Anche senza Gol a perdere sono i cittadini in cerca di nuova occupazione. Va molto meglio a coloro che preferiscono il Reddito di cittadinanza (Rdc). Nei primi tre anni di applicazione (dall’aprile 2019 all’aprile 2022) la misura ha raggiunto 2,2 milioni di nuclei familiari per 4,8 milioni di persone, per un costo totale di quasi 23 miliardi di euro, l’importo medio mensile si attesta sui 577 euro. Le proiezioni più recenti dicono che la spesa è destinata a crescere fino ai 10 miliardi l’anno.

Non dovrebbero essere misure “concorrenti”, ma il disegno malfatto dell’uno e dell’altro programma continua a confondere assistenza e politiche attive per il lavoro. Se per la prima parte il Rdc ha dato qualche risultato (senza cancellare la povertà, beninteso) per l’altra parte ha solo contribuito a scassare il mercato del lavoro, già molto precario e mal governato.

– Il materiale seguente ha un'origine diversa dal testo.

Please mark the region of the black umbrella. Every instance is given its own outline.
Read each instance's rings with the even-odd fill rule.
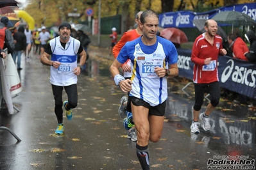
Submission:
[[[212,19],[219,24],[234,26],[256,26],[256,22],[250,16],[235,11],[225,11],[218,13]]]
[[[85,24],[77,24],[75,25],[74,29],[77,31],[78,30],[83,31],[84,33],[92,33],[92,29],[89,26]]]

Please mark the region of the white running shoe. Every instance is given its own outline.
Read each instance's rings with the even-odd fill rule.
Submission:
[[[137,141],[138,139],[137,138],[137,135],[135,128],[131,128],[128,130],[127,138],[131,139],[132,141],[133,142]]]
[[[118,114],[120,115],[122,119],[124,119],[125,118],[126,118],[126,107],[124,106],[124,103],[127,101],[127,97],[123,97],[120,100],[121,105],[119,106],[119,108],[118,109]]]
[[[201,113],[199,116],[199,118],[203,123],[201,124],[201,126],[205,131],[209,131],[210,130],[210,119],[209,118],[203,117],[203,114],[205,114],[205,112]]]
[[[192,122],[191,126],[190,128],[191,129],[191,132],[194,134],[199,134],[200,133],[200,130],[199,130],[199,125],[200,123],[198,122]]]

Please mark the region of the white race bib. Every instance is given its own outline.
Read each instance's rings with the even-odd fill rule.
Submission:
[[[210,61],[210,63],[209,65],[203,66],[203,71],[213,71],[216,68],[216,61],[212,60]]]
[[[141,77],[158,77],[155,72],[155,67],[163,67],[162,61],[140,62],[140,75]]]
[[[62,63],[58,68],[58,73],[67,74],[71,72],[70,63]]]

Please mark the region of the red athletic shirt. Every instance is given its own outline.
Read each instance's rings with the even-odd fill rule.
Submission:
[[[210,44],[205,39],[205,33],[198,36],[192,49],[191,61],[194,63],[194,83],[210,83],[219,81],[218,74],[218,59],[222,47],[222,38],[216,35],[214,43]],[[205,65],[206,58],[211,58],[211,63]]]
[[[120,40],[113,47],[112,52],[114,57],[115,58],[117,58],[118,54],[119,54],[121,49],[123,48],[123,47],[124,47],[124,44],[127,42],[132,41],[139,36],[141,36],[141,35],[137,33],[136,29],[132,29],[130,31],[125,32],[123,35]],[[127,61],[126,63],[127,63]]]

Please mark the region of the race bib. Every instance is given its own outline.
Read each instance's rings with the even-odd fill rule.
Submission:
[[[69,63],[62,63],[58,68],[58,73],[64,73],[67,74],[71,72],[71,66]]]
[[[203,66],[203,71],[213,71],[216,68],[216,61],[212,60],[210,61],[210,63],[209,65]]]
[[[163,62],[160,61],[142,61],[140,64],[140,75],[141,77],[158,77],[155,72],[155,67],[163,66]]]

L’emergenza resta da anni. Le Regioni da cui dipendono i Cpi hanno dimostrato di non essere i soggetti migliori per gestire l’incontro tra domanda e offerta di lavoro. Abbiamo già suggerito di concentrare tutto nell’Inps, ma negli ultimi anni è prevalsa la volontà di moltiplicare le “agenzie” nazionali, aggiungendo fallimenti, come quello dell’Anpal.